Du côté européen, Nestlé gagne 2 rangs (désormais 11ᵉ) en capitalisant sur l’automatisation « lights-off » de ses usines, tandis que Heineken, portée par ses programmes d’eau circulaire, passe de la 24ᵉ à la 19ᵉ place.

Le cru 2025 accueille quatre nouveaux venus – Novartis (16ᵉ), General Mills (17ᵉ), Sanofi (21ᵉ) et GSK (24ᵉ) – tous dopés par des chaînes de valeur pharmaceutiques ou agroalimentaires tirées par l’agentic AI et la supervision en temps réel des risques fournisseurs. Leur arrivée chasse Nike, Inditex, Dell Technologies et Pfizer, absents cette année probablement en raison de performances financières ou ESG jugées insuffisantes.

Intel glisse de dix rangs et ferme désormais le classement (25ᵉ), signe que la tension persistante sur les semiconducteurs fragilise son indicateur ROPA. Coca-Cola (14ᵉ) et Walmart (13ᵉ) abandonnent respectivement six et quatre places, la première absorbant le coût de sa transition vers « Cola 3000 », le second achevant la robotisation de ses docks.

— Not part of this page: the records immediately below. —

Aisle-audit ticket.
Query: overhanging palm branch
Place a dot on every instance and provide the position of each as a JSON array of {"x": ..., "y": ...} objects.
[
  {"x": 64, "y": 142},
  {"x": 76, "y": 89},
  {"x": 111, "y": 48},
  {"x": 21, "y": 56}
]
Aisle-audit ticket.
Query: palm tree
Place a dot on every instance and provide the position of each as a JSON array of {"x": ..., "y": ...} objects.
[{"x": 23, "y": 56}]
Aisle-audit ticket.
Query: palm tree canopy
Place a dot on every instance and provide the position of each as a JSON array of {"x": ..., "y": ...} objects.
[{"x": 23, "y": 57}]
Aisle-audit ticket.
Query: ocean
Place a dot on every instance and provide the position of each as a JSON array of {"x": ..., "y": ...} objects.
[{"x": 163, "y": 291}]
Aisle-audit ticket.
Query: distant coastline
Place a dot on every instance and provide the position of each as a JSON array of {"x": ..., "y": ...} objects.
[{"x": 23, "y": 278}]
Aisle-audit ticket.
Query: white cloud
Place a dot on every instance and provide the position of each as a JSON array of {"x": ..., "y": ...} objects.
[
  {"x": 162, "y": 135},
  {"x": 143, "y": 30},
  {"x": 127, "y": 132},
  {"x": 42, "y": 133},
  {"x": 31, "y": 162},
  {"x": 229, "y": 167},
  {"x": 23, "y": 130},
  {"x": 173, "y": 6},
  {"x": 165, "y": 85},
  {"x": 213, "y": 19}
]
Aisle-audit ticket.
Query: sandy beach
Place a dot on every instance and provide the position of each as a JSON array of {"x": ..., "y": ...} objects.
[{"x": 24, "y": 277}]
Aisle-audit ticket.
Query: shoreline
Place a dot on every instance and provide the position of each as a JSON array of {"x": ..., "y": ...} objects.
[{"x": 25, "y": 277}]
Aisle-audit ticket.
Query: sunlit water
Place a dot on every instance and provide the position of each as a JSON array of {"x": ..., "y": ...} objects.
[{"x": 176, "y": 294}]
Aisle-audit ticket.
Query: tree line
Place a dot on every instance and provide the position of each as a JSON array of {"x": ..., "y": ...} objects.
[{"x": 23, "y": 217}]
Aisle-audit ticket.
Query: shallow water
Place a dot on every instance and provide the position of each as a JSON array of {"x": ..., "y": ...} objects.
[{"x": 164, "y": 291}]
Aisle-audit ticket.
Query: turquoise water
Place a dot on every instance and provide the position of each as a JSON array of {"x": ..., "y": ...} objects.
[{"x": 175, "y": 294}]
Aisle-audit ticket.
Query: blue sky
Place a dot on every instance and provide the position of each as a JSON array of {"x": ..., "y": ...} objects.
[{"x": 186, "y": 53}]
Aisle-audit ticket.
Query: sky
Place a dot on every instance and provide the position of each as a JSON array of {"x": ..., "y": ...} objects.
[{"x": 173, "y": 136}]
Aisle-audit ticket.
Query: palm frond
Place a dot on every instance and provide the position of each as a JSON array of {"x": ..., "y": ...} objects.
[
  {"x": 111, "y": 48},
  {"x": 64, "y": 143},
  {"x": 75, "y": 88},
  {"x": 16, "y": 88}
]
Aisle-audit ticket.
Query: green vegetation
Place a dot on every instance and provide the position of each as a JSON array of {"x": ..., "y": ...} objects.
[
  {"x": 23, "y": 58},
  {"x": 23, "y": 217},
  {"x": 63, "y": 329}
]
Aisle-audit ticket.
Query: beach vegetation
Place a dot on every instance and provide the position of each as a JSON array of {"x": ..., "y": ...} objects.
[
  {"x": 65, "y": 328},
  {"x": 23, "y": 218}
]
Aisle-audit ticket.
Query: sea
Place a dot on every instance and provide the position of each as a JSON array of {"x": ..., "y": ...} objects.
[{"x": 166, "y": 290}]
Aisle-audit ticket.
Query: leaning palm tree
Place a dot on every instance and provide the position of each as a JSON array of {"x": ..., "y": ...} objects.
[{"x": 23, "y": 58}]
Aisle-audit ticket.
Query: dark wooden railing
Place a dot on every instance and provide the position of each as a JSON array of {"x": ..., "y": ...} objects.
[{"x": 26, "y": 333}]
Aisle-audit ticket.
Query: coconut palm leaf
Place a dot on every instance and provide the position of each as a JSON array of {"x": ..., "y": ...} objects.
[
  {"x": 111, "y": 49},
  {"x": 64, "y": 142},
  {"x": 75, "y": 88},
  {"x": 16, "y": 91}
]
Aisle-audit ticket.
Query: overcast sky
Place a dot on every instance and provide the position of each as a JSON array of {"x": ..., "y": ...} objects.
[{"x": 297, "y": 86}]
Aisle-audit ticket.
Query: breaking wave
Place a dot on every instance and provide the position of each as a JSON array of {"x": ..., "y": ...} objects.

Enfin Microsoft prend aussi le bouillon et perd 5 places probablement handicapée par les impacts négatifs de ses investissements IA sur ses objectifs climatiques.

Les « Masters » constituent la caste à part du classement Gartner : pour y rester, il faut avoir figuré parmi les cinq meilleurs scores composites au moins sept fois sur les dix dernières éditions (2015-2025). C’est un indicateur de constance plus que de simple performance ponctuelle. Pas de nouveau venu cette année : Amazon, Apple, Procter & Gamble et Unilever conservent leur statut, preuve que leur avance reste structurelle. Amazon reste le référent de l’automatisation centrée client. Apple se distingue par sa quête d’efficacité manufacturière, visant une réduction de 50% de sa main-d’œuvre d’assemblage d’ici 2030 grâce à la robotique. P&G démontre une maturité organisationnelle exemplaire avec sa stratégie “Supply Chain 3.0” qui harmonise exécution retail, productivité et innovation disruptive. Unilever repousse les frontières avec son système UMS (Unilever Manufacturing System) et son modèle “Factory to Consumer” atteignant 90% d’automatisation d’autant que l’entreprise intègre également cinq objectifs centrés sur l’éco-responsabilité dans sa stratégie, notamment la gestion de l’eau en zones de stress hydrique.

Il résulte de la lecture croisée de ces trajectoires un signal qui doit aujourd’hui interpeler tous les DSI (alors que les chaînes d’approvisionnement modernes constituent l’épine dorsale numérique des entreprises, orchestrant flux physiques et flux d’informations à l’échelle planétaire) : la performance supply chain s’écrit désormais au futur de l’IA, de l’autonomie et de la durabilité, et c’est bien à la fonction numérique, à la DSI, de bâtir l’infrastructure qui les reliera.